Da mesma forma, questiona-se a premissa que atribui um caráter secundário e derivativo à história intelectual. Presume-se geralmente que a construção de teoria é um tipo de coisa (e o tipo primário, para o qual se espera o maior prestígio) e que a história do pensamento é outro tipo de coisa (secundária à construção de teoria e de menor prestígio). A história do trabalho do pensamento é meramente a narração de estórias interessantes do trabalho criativo de teóricos anteriores e, portanto, é parasita daqueles que fazem o “trabalho real” da ciência. Muitos parecem pensar que só é realizado por aqueles que não são criativos o suficiente para inventar teorias por si mesmos. Interessa apenas aos antiquários, curiosos sobre o que outrora foi o caso da nossa disciplina. É fundamentalmente retrospectivo e, na melhor das hipóteses, visto como importante apenas para esclarecer quem descobriu o quê e quando, mas não é relevante de nenhuma maneira importante para a construção da teoria voltada para o futuro. A história do pensamento é “apenas história”. Aceitando que nenhuma afirmação teórica está fora da situação histórica em curso, no entanto, argumentaríamos que a história da teoria não é “apenas história”, mas que é teoria.

[12] Um resumo completo e justo de Dilthey que mostra por que esse slogan é enganoso é o livro de Ermarth (1978).

[13] Como argumentamos em outro lugar (Boettke, Lavoie e Storr 2004),

A noção que os austríacos estavam tentando esculpir “uma ciência objetiva de fenômenos subjetivos” é enganosa em ambos os lados; fenômenos de valor subjetivo são feitos para parecerem muito arbitrários, muito desconectados da realidade, muito inacessíveis enterrados no reino do mental. […]

O enredamento da literatura filosófica com a dicotomia sujeito/objeto remonta pelo menos à obra de Descartes, Kant e Hegel, alguns dizem até Platão […] [e] entre os filósofos contemporâneos há agora um amplo consenso de que a dicotomia causa mais problemas do que vale a pena, que tanto reivindicar a estrita objetividade da ciência quanto reivindicar a subjetividade da não-ciência (as humanidades, a experiência prática) são tipos altamente enganosos de reivindicações. Em várias tradições filosóficas diversas, desde as tradições continentais, analíticas contemporâneas e pragmáticas americanas, os filósofos concordam que é melhor deixar para trás as pressuposições metafísicas e psicológicas por trás dessa maneira de falar. A tradição analítica contemporânea defendeu esse ponto em termos de minar os pressupostos de toda a distinção mente/corpo. Da mesma forma, um dos principais desenvolvimentos da filosofia continental, a fenomenologia, lança um desafio muito semelhante a essa separação artificial do sujeito do objeto. Praticamente todas as principais figuras da filosofia do século XX passaram a desconfiar das conotações enganosas da dicotomia.
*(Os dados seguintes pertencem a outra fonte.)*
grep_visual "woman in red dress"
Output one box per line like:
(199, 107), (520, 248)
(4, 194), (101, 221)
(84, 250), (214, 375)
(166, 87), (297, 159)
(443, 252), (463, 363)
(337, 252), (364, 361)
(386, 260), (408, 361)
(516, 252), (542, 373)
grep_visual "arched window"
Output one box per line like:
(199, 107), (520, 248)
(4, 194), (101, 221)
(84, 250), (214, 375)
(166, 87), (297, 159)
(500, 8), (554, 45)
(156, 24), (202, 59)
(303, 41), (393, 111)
[14] Mises ([1933] 1981, p.133) escreve: “Por si só, teria sido possível incluir na definição de compreensão todo procedimento que é direcionado para a compreensão do significado. No entanto, como as coisas estão hoje, devemos nos acomodar ao uso predominante. Portanto, dentro dos procedimentos empregados pelas ciências da ação humana para a compreensão do sentido, devemos diferenciar entre concepção e compreensão. A concepção busca apreender o sentido da ação por meio do raciocínio discursivo. A compreensão busca o sentido da ação na intuição empática de um todo”.

[15] Ele repete essa afirmação no Ultimate Foundation of Economic Science ([1962] 1978, 46-52).

[16] Tomemos por exemplo o trabalho de White (1984) sobre Free Banking in Britain, ou o de Baetjer sobre a indústria de software nos EUA, ou o de Chamlee-Wright sobre empreendedorismo em Gana, todos livros que à primeira vista parecem estreitamente focados em detalhes históricos, mas que também nos fazem pensar de forma muito diferente sobre as questões teóricas levantadas. Esses trabalhos desafiam em um nível fundamental e praxiológico, a maneira como nossa teorização tem sido feita com relação à natureza da competição no setor bancário, capital e empreendedorismo. São trabalhos profundamente teóricos enterrados dentro de estudos históricos exaustivamente detalhados.